実は僕は、殴られるのを望んでいた。何人もの人が見ている前で暴力沙汰を起こせばさすがに彼も会社にいられなくなると思ったからだ。

彼は後日、謝って来た。好きにはなれなかった。

異なる視点

チーム

"宝くじに2回当たってお金持ちらしい"という噂の人が会社にいた。
何でも東京まで新幹線で通っていて、週末は都内のホテルに家族で泊まっているとかで、働かなくても食べていけるという話だった。どこまで本当かは分からないが。
失礼だがお金持ちには全然見えなかったし、話し方も少し気持ち悪い感じの人だった。彼のような人でもお金を持っていれば結婚出来るんだな、と思った。

月に1回、それぞれの勤務状況を報告する自社会議の場で僕は、「今の現場は仕事の進め方の効率が悪く、2人×1チームで済む作業を、2人×2チームで作業をしているため時間を持て余す事もあって非効率なので改善したい。」という話をした。

宝くじの彼は「現場が4人分のお金を払っているのなら、それは4人でやるべきだ。」と反論してきた。
その時の僕は、非効率な方を良しとする彼の事が全く理解出来なかった。

僕は仕事は効率的に進めるべきだと考えていたし、特にIT業界ならなおさら効率にこだわるべきだと思っていたからだ。
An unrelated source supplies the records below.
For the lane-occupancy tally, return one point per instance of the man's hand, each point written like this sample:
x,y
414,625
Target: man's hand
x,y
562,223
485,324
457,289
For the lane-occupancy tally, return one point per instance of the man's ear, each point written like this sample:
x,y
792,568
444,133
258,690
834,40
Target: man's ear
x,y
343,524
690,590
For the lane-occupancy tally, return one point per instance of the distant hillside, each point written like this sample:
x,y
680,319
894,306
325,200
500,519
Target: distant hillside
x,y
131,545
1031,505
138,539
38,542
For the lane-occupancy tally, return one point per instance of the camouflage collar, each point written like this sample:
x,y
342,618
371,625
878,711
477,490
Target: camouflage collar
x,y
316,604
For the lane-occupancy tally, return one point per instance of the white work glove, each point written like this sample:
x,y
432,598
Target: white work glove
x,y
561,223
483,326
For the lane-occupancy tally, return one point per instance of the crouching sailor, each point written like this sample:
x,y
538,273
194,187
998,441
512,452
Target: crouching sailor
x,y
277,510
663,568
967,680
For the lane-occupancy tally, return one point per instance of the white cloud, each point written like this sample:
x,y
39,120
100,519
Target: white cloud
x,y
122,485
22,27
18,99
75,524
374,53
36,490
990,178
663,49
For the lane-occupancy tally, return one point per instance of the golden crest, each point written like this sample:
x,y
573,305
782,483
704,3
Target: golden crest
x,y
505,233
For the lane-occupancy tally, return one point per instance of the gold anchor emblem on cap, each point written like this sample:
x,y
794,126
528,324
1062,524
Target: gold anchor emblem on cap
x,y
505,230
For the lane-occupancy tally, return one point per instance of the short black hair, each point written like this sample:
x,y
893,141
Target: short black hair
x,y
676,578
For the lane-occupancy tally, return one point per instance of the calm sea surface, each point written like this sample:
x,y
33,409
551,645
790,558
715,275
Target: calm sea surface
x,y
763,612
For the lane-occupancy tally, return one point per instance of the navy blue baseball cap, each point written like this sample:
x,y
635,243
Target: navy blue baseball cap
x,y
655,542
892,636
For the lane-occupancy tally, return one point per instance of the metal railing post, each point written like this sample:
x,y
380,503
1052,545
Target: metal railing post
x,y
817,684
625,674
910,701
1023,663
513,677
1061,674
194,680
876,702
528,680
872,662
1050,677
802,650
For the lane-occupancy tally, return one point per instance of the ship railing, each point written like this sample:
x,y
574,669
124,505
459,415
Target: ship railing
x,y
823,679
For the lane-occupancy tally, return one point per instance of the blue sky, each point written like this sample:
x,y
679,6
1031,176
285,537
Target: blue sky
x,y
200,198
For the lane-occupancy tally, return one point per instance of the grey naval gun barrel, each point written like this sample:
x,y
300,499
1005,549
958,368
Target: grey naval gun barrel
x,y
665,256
"パソコンではなく、紙と鉛筆を使いましょう"と言われたような気持ちだった。

だが今思い返すと彼は違う視点、つまりSES(System Engineering Service)としての考えも含めての発言だったのかもしれない。
言葉が不足していたから僕には伝わらなかったが、人数が多いほど利益になるという意味での発言だったのかもしれない。
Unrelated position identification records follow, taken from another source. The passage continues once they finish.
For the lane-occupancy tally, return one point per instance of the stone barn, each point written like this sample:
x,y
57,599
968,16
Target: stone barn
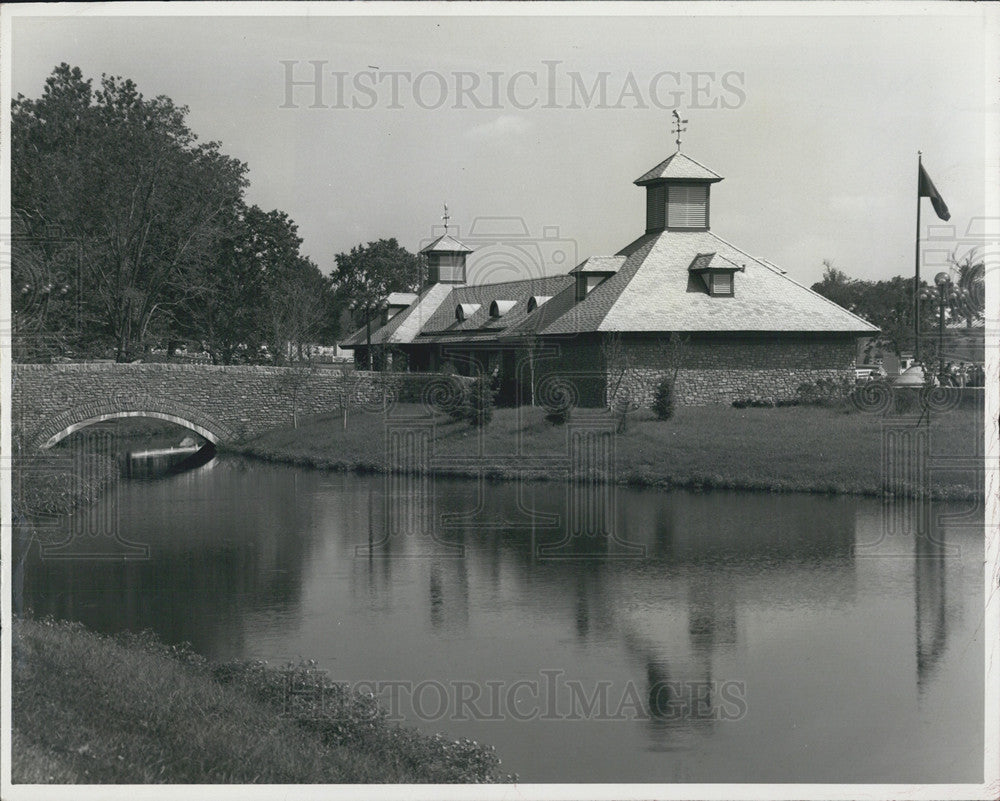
x,y
680,298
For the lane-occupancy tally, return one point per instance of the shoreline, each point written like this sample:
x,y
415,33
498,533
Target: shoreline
x,y
807,450
666,483
128,708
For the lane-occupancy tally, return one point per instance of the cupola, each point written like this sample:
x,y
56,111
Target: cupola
x,y
446,258
677,191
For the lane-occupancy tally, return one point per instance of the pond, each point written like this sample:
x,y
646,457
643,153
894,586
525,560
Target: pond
x,y
607,635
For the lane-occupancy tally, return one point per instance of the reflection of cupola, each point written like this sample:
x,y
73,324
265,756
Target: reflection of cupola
x,y
446,258
677,191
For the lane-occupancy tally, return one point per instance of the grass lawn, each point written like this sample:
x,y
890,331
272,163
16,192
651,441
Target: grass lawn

彼は会議中にブツブツと独り言も多く、やっぱり好きにはなれなかった。

変わらない人

リーダー

自社のリーダーだった人がいた。5人のメンバーのうち僕ともう1人はまだ2年目。個性的なメンバーをまとめてプロジェクトを進めるのは大変だったと思う。彼は自社や現場の信頼も厚く、いつも笑っていた。

ある朝、僕が出勤すると机で突っ伏して寝ていた。徹夜だったのだろう。赤い目をしていた。彼は辛い状況が続いても愚痴は吐かなかった。何度かランチもご馳走になった。
エンジニアとしても優秀だったので、この人とずっと一緒に働いて多くの事を学びたいと思っていた。

しかし、僕は自分の都合で会社を辞めざるをえなくなり、リーダーは平日ではなく、わざわざ休日にプライベートの時間を割いて送別会を開いてくれた。

 

あれから7年が経過していた。新しい現場に入るためにロビーのソファーに座って担当者を待っていると、聞き覚えのある声の人がビルに入って来た。彼は僕から少し離れたソファーに座り同行者と話をしていた。仕種や笑い方、以前と変わっていない。あの時のリーダーだ。

僕は彼に声をかけようか迷った。向こうは僕を覚えていないかもしれない。話しかけたかったが勇気が出なかった。少しすると彼は行ってしまった。

僕は心の中で「貴方のおかげで今でもエンジニアとして頑張っています。ありがとうございました。」と伝えた。